Regarding Issue 1, this might not be a bug; it could be an issue with how I'm using the API? As for Issue 2, is it a bug? How can I meet my requirements? Does SDV provide any relevant solutions?

Steps to reproduce

Issue 1: It only supports ID column types - code snippet

import pandas as pd
from rdt.transformers import AnonymizedFaker, PseudoAnonymizedFaker, RegexGenerator
from sdv.metadata import SingleTableMetadata
from sdv.single_table import GaussianCopulaSynthesizer

# Create sample data
data = {
    'UserID': [1, 2, 3, 4, 5],
    'Name': ['Zhang San', 'Li Si', 'Wang Wu', 'Zhao Liu', 'Qian Qi'],
    'CreditCardNumber': ['1234-5678-9012-3456', '2345-6789-0123-4567', '3456-7890-1234-5678', '4567-8901-2345-6789', '5678-9012-3456-7890'],
    'SocialSecurityNumber': ['123-45-6789', '987-65-4321', '555-55-5555', '666-66-6666', '777-77-7777']
}
real_data = pd.DataFrame(data)

# Create metadata
metadata = SingleTableMetadata()
metadata.detect_from_dataframe(real_data)
metadata.update_column('CreditCardNumber', sdtype='text')
metadata.update_column('SocialSecurityNumber', sdtype='text')
metadata.update_column('UserID', sdtype='id')

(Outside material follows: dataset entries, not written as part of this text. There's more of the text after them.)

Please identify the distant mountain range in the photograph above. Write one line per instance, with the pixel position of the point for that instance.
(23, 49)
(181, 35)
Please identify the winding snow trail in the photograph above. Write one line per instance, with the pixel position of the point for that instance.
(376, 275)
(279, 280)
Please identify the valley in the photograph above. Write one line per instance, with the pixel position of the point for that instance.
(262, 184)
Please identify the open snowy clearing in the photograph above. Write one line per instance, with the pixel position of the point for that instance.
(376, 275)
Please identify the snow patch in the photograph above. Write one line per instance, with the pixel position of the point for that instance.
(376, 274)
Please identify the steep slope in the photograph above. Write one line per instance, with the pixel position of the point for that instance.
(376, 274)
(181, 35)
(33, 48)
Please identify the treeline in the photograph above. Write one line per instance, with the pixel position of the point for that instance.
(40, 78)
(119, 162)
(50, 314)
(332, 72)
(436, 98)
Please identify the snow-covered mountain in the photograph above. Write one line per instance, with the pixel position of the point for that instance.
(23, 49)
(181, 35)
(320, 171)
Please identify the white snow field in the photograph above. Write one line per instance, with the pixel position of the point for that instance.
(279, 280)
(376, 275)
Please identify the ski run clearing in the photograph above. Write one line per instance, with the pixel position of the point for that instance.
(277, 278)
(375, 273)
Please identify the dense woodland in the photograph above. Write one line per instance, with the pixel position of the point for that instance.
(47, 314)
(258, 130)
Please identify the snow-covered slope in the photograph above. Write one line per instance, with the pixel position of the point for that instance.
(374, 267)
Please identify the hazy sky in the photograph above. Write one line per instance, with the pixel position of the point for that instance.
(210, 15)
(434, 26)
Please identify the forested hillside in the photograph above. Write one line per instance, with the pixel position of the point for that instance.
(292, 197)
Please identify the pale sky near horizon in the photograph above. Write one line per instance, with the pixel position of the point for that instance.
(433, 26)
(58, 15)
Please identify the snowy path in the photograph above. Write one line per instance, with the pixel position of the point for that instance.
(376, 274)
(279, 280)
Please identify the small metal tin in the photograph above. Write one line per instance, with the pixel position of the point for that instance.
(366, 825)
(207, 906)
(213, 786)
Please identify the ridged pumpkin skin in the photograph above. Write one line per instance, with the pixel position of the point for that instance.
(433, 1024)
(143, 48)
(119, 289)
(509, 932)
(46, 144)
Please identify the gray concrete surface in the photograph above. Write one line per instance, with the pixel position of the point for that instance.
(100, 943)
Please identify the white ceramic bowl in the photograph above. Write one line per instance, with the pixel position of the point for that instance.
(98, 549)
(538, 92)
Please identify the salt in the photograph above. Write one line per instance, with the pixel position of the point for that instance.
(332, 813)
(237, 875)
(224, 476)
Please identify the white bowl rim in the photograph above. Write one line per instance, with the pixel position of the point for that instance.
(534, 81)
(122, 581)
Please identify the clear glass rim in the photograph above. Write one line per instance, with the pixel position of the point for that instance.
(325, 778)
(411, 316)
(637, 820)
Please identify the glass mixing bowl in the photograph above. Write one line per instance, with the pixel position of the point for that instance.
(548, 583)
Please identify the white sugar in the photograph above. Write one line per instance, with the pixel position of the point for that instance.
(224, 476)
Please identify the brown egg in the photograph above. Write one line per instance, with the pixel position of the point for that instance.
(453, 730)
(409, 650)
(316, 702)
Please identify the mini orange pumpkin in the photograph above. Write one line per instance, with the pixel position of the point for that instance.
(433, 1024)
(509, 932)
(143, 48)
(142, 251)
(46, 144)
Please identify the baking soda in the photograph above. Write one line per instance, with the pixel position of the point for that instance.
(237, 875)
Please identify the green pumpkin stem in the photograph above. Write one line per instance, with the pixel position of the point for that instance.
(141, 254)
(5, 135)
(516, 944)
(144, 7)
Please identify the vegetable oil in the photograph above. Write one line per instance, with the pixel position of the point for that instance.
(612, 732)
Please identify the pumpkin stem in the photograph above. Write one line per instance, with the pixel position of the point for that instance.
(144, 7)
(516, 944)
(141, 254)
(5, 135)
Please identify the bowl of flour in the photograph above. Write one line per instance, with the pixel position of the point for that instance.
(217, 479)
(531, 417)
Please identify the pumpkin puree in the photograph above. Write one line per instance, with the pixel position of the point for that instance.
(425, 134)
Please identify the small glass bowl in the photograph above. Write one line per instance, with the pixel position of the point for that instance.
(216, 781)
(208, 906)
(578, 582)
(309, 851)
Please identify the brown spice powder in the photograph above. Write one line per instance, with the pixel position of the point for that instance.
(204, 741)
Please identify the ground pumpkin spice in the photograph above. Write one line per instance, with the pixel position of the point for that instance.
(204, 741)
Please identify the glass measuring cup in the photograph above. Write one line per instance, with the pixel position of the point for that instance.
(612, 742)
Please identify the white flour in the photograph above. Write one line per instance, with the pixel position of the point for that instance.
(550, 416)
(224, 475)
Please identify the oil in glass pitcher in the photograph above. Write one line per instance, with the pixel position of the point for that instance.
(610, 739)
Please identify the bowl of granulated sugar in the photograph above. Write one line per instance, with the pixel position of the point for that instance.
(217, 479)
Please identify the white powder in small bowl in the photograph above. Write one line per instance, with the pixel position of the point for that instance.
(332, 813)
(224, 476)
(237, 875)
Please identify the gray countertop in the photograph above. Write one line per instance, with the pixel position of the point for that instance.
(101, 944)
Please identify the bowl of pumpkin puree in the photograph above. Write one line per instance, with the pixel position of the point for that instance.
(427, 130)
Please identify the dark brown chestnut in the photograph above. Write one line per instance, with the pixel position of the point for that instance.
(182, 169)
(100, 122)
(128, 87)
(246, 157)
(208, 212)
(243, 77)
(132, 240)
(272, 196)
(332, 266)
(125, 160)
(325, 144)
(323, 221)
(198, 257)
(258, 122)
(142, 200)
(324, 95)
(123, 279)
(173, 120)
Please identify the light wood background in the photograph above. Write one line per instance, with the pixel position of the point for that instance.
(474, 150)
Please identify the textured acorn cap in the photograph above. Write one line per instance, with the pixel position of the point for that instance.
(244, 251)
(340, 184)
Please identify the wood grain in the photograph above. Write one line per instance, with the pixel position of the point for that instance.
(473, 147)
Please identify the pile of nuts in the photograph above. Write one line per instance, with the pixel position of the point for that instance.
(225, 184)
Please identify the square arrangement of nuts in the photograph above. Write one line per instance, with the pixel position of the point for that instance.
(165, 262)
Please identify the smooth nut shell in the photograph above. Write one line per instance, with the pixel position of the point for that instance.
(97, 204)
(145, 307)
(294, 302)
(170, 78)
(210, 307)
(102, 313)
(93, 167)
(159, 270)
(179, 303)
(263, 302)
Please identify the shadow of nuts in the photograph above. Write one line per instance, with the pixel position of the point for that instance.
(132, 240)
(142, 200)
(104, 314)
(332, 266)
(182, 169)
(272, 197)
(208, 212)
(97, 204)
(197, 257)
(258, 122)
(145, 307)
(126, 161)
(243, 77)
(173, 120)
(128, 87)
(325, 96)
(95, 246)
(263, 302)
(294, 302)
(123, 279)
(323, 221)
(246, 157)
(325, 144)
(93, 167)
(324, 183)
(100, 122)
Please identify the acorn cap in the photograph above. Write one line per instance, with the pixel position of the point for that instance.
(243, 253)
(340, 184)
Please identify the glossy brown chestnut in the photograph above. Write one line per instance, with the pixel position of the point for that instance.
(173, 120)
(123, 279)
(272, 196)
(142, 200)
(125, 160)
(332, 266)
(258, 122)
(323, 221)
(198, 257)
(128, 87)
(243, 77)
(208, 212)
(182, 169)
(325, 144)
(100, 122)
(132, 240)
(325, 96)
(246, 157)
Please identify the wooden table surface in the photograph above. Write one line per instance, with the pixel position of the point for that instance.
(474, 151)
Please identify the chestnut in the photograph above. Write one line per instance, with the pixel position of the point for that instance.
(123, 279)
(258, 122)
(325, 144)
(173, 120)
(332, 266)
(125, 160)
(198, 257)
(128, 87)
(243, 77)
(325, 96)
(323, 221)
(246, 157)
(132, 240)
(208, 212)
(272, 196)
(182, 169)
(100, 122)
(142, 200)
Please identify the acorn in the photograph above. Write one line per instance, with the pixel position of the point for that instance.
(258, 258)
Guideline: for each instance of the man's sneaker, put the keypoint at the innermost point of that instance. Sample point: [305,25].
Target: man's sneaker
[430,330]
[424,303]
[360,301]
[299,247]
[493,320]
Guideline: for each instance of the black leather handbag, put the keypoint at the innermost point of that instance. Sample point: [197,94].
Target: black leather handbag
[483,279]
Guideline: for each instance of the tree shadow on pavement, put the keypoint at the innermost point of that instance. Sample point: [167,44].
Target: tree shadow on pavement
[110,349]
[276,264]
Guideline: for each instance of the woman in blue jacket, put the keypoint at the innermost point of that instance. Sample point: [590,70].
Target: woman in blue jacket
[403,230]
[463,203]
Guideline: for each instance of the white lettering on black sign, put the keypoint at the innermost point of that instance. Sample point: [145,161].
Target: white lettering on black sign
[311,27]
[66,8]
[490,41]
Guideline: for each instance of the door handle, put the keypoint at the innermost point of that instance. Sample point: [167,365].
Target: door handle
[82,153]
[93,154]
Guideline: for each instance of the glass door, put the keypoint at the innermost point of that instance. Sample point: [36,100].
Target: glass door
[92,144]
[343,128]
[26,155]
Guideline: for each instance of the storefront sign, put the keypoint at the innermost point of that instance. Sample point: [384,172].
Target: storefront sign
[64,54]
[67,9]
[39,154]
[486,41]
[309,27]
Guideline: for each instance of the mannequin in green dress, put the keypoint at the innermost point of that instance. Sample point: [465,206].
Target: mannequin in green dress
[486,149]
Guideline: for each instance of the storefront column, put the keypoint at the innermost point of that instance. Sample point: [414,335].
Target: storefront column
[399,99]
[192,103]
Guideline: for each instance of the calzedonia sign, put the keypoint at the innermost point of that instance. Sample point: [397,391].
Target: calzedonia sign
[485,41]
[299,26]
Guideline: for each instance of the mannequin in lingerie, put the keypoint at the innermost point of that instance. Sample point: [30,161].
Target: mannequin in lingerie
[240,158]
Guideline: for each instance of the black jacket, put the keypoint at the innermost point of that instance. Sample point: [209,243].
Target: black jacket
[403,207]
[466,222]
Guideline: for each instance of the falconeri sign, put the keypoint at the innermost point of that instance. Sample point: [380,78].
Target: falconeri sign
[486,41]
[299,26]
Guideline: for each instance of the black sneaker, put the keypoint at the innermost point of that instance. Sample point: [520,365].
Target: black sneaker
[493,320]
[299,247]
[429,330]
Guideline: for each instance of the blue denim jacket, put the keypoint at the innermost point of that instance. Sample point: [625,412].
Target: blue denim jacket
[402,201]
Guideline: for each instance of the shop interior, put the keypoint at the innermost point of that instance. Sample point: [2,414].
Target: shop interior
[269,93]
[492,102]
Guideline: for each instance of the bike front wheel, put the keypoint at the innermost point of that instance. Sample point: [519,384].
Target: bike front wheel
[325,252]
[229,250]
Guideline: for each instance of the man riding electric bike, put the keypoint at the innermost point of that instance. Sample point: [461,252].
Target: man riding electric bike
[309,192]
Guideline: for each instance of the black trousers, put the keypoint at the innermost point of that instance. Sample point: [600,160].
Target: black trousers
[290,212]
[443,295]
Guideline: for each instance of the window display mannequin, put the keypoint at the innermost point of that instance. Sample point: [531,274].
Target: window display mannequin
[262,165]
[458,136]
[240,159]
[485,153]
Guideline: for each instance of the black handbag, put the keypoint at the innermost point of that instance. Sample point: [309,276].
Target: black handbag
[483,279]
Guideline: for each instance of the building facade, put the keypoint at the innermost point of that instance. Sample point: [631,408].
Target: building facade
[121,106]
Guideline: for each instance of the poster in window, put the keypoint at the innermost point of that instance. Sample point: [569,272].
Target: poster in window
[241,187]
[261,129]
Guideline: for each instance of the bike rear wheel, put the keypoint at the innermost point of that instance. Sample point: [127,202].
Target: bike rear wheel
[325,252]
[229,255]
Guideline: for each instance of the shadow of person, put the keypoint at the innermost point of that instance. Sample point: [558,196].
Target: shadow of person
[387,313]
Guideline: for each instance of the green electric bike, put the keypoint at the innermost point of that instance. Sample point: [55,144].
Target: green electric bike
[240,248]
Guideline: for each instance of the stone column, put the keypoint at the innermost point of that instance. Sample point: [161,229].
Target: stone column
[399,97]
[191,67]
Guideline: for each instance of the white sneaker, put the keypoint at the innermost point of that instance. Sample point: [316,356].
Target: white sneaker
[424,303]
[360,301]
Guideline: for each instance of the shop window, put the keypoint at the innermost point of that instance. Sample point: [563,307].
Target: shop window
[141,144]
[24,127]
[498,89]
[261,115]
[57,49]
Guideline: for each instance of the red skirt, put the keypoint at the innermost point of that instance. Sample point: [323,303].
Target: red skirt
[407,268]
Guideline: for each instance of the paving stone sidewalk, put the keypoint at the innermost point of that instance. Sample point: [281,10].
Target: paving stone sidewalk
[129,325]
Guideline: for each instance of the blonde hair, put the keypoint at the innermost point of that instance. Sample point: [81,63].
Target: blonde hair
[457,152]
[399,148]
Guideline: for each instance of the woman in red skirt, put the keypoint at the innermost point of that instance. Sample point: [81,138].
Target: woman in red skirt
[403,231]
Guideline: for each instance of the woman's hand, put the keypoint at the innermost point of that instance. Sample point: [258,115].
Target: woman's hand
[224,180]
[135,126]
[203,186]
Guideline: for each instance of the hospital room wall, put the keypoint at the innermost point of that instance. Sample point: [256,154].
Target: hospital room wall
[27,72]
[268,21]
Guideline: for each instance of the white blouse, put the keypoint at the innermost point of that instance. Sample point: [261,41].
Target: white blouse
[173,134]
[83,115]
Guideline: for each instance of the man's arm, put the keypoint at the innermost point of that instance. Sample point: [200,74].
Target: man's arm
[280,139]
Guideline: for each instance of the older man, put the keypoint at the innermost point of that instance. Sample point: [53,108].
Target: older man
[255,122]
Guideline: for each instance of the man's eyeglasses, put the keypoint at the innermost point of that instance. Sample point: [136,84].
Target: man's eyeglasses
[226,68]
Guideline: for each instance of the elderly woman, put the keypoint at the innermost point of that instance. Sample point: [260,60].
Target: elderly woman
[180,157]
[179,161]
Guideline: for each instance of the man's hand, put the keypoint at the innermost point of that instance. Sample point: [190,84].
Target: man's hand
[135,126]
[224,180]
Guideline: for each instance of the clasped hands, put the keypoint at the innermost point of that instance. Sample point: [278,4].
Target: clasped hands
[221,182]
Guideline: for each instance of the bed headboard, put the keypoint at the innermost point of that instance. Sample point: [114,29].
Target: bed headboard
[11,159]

# Create GaussianCopulaSynthesizer instance
synthesizer = GaussianCopulaSynthesizer(metadata=metadata)

# Automatically assign column transformers
synthesizer.auto_assign_transformers(real_data)

# Update transformers for anonymization and pseudo-anonymization
simple_regex = '^User_[A-Za-z0-9]{4}$'
# simple_regex = '^(?=.{3,255}$)[a-zA-Z0-9][-a-zA-Z0-9]{0,62}(\.[a-zA-Z0-9][-a-zA-Z0-9]{0,62})*$'

synthesizer.update_transformers(column_name_to_transformer={
    'CreditCardNumber': AnonymizedFaker(provider_name='credit_card', function_name='credit_card_number', cardinality_rule='unique'),
    'UserID': RegexGenerator(regex_format=simple_regex, enforce_uniqueness=True),

    # 'SocialSecurityNumber': PseudoAnonymizedFaker(provider_name='ssn', function_name='ssn')
    'SocialSecurityNumber': RegexGenerator(regex_format=simple_regex, enforce_uniqueness=True),
})

# Preprocess data
processed_data = synthesizer.preprocess(real_data)

# Train the model
synthesizer.fit_processed_data(processed_data)

# Generate synthetic data
synthetic_data = synthesizer.sample(num_rows=5)

# Print results
print("\nSynthetic Data:")
print(synthetic_data)

error:

  File "/app/miniconda3/envs/sdv-tool-example/lib/python3.8/site-packages/sdv/data_processing/data_processor.py", line 664, in update_transformers
    self._hyper_transformer.update_transformers(column_name_to_transformer)
  File "/app/miniconda3/envs/sdv-tool-example/lib/python3.8/site-packages/rdt/hyper_transformer.py", line 522, in update_transformers
    raise InvalidConfigError(
rdt.errors.InvalidConfigError: Column 'SocialSecurityNumber' is a pii column, which is incompatible with the 'RegexGenerator' transformer.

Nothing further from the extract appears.